Le champ de la bande dessinée est structuré par un clivage pour ainsi dire institutionnel entre, d’un côté, la production dite réaliste et, de l’autre côté, la bande dessinée d’humour. Ces catégories sont doubles : elles désignent à la fois des contenus (les bandes dessinées d’aventures, épiques ou dramatiques, mais aussi, plus récemment, les œuvres affichant vis-à-vis du réel une fidélité d’ordre documentaire : reportage, autobiographie… en tant que les unes et les autres s’opposent à celles qui cultivent la satire, le gag, recherchant l’effet comique au prix de toutes les outrances, extravagances et invraisemblances) et des modes de représentation, des styles graphiques.

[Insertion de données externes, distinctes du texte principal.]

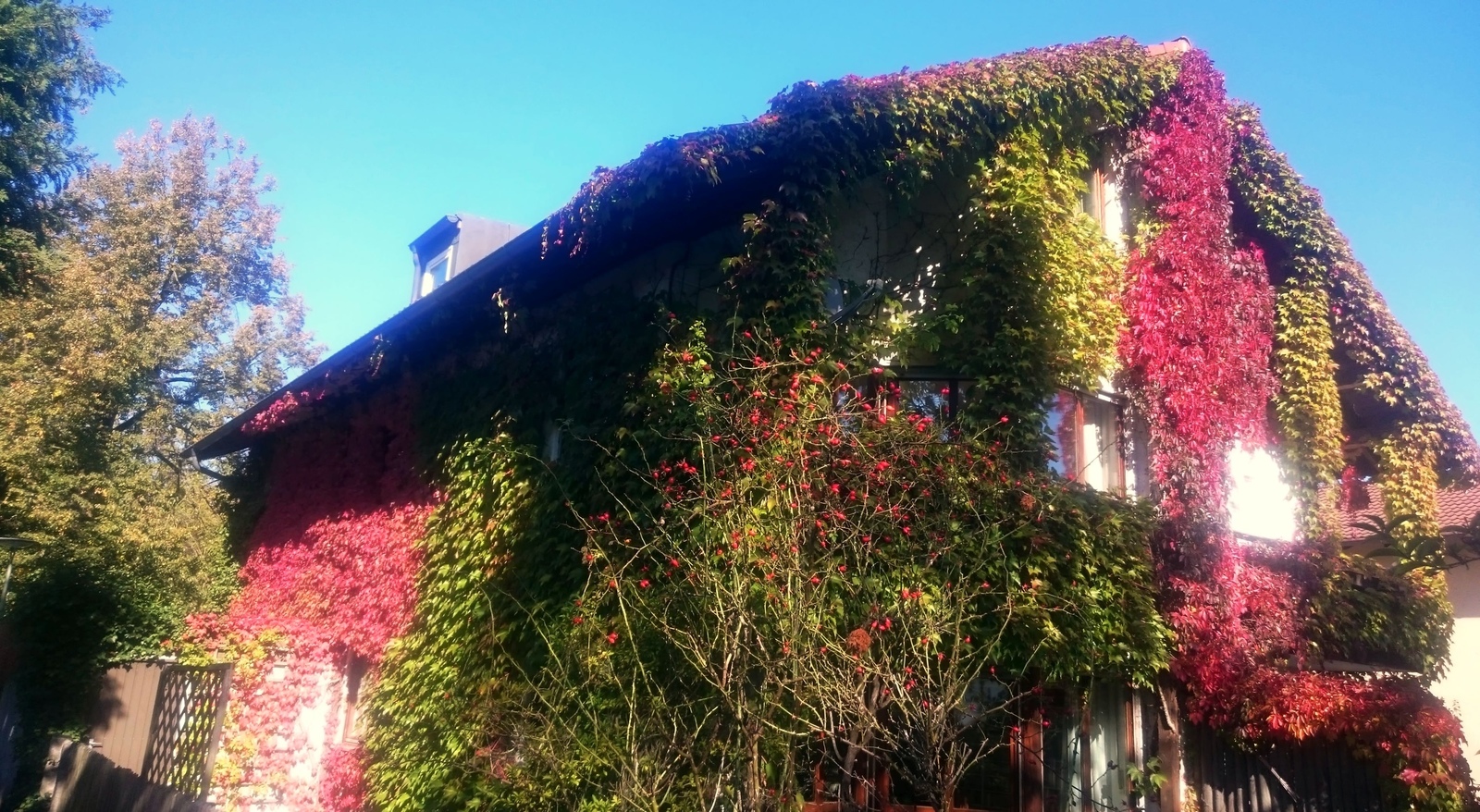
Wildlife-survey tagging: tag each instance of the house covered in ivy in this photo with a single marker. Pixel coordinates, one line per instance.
(954, 438)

Cependant, dès qu’on examine ces catégories de plus près, elles apparaissent floues et peu opératoires. Comme l’ont observé Bruno Lecigne et Jean-Pierre Tamine, chez bien des auteurs classés comme réalistes – Tardi, Golo, Loustal… −, on trouve des « composantes graphiques issues de la caricature » (1983 : 9). Par ailleurs, on ne sait trop quel sort réserver aux « aventures humoristiques » (dont les aventures de Spirou et Fantasio sont un bon exemple), qui partagent avec le récit d’aventures traditionnel une certaine ampleur, le recours au suspense et aux situations dramatiques, mais qui sont par ailleurs empreintes de fantaisie et d’humour et dessinées dans un style caricatural. Tome et Janry ont tenté l’expérience d’un Spirou plus sombre, plus « réaliste », avec l’épisode Machine qui rêve (album paru en 1998), mais cette proposition est restée sans suite et le duo a ensuite abandonné la série.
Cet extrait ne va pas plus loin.